In treatment-experienced patients, the combination of raltegravir with a regimen not containing a PI (used with etravirine in two-thirds of patients) had similar virologic activity when compared to more standard regimens using raltegravir with a PI. The main determinant of efficacy was the number of active drugs as measured by GSS. These data expand the potential utility of raltegravir in patients with multidrug-resistant HIV.
对多种药物耐药的HIV-1患者的治疗选择有限。整合酶抑制剂拉替拉韦与蛋白酶抑制剂(PIs)联合使用时,在耐药HIV-1患者中显示出优异的疗效。
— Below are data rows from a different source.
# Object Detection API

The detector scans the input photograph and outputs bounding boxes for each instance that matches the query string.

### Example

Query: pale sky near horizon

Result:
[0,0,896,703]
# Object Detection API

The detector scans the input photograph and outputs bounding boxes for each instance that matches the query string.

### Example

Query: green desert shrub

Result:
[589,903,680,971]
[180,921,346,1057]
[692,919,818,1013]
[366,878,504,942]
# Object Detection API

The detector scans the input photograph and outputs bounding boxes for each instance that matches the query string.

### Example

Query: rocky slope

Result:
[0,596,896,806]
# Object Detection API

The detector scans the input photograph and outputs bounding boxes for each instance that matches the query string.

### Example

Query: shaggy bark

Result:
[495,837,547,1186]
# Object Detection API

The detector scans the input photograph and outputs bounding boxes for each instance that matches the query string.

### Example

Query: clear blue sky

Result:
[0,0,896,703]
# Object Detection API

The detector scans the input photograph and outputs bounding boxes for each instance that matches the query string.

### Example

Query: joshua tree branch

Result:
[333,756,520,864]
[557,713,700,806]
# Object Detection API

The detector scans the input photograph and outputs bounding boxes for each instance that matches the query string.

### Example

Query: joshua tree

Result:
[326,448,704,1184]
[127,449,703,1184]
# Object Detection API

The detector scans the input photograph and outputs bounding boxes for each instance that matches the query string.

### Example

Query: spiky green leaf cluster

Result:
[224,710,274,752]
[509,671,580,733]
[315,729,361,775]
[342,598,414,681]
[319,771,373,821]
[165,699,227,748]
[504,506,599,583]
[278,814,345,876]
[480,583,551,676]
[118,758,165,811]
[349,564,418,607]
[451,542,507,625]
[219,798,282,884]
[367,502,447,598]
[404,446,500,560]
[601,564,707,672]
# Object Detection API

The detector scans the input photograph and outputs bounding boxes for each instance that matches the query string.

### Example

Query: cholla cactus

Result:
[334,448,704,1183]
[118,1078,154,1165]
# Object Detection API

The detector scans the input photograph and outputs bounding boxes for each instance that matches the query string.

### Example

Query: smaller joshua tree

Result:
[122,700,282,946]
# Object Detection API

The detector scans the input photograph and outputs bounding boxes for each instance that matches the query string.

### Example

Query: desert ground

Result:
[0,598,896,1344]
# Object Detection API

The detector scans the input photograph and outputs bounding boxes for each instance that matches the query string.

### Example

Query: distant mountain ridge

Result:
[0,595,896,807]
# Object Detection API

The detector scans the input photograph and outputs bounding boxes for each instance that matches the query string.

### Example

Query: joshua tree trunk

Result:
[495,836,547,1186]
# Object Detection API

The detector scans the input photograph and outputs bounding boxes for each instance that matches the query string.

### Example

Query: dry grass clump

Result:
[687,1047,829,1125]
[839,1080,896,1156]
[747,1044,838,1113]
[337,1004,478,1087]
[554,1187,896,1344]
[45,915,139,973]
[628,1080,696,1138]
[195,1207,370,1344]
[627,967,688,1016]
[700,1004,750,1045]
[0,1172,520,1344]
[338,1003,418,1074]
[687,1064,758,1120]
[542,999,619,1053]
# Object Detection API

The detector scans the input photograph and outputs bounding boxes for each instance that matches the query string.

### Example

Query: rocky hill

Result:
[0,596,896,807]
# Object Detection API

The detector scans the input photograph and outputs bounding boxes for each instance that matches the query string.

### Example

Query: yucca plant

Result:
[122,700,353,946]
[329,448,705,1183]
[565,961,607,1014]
然而,关于在该人群中不使用PIs而单用拉替拉韦的治疗结果,可用数据有限。
在参与研究的各站点回顾并提取了作为默克EAP研究0518一部分接受拉替拉韦治疗的受试者的病历。纳入标准包括HIV阳性、年龄≥16岁、因对多种抗逆转录病毒方案耐药或不耐受而治疗选择有限或没有治疗选择、当前治疗方案下可检测到病毒血症,以及记录显示对每种抗逆转录病毒药物类别(PI、非核苷类逆转录酶抑制剂和核苷类似物)中至少一种药物耐药。使用标准化收集表在当地收集人口统计学、临床和实验室数据。根据拉替拉韦开始使用前可获得的最新基因型耐药性检测结果确定基因型易感性评分(GSS)。主要目的是比较接受拉替拉韦联合PI治疗的患者与接受拉替拉韦单药治疗的患者的病毒学结果。
在EAP试验中,各站点共评估了442名受试者,其中340名可评估。基线时HIV RNA平均水平为4.6 log拷贝/mL,CD4细胞计数平均为159个/μL。背景治疗方案中抗逆转录病毒药物的总数和新药的中位数分别为4种和2种。在接受PI治疗的254名患者中,最常用的PI是达芦那韦(89%)。依曲韦林在两组中均常用:PI组为39%,非PI组为67%。在第12周时,67%的PI组患者和64%的非PI组患者HIV RNA <75拷贝/mL,分别有85%和86%的患者HIV RNA <400拷贝/mL。基线时两组的GSS相似,GSS预测在第12周时HIV RNA <400和<75拷贝/mL(P < 0.05)。
在有治疗经验的患者中,与使用拉替拉韦联合PI的更标准治疗方案相比,拉替拉韦与不含PI的方案(三分之二的患者联合使用依曲韦林)联合使用具有相似的病毒学活性。疗效的主要决定因素是通过GSS衡量的有效药物数量。这些数据扩展了拉替拉韦在多药耐药HIV患者中的潜在应用。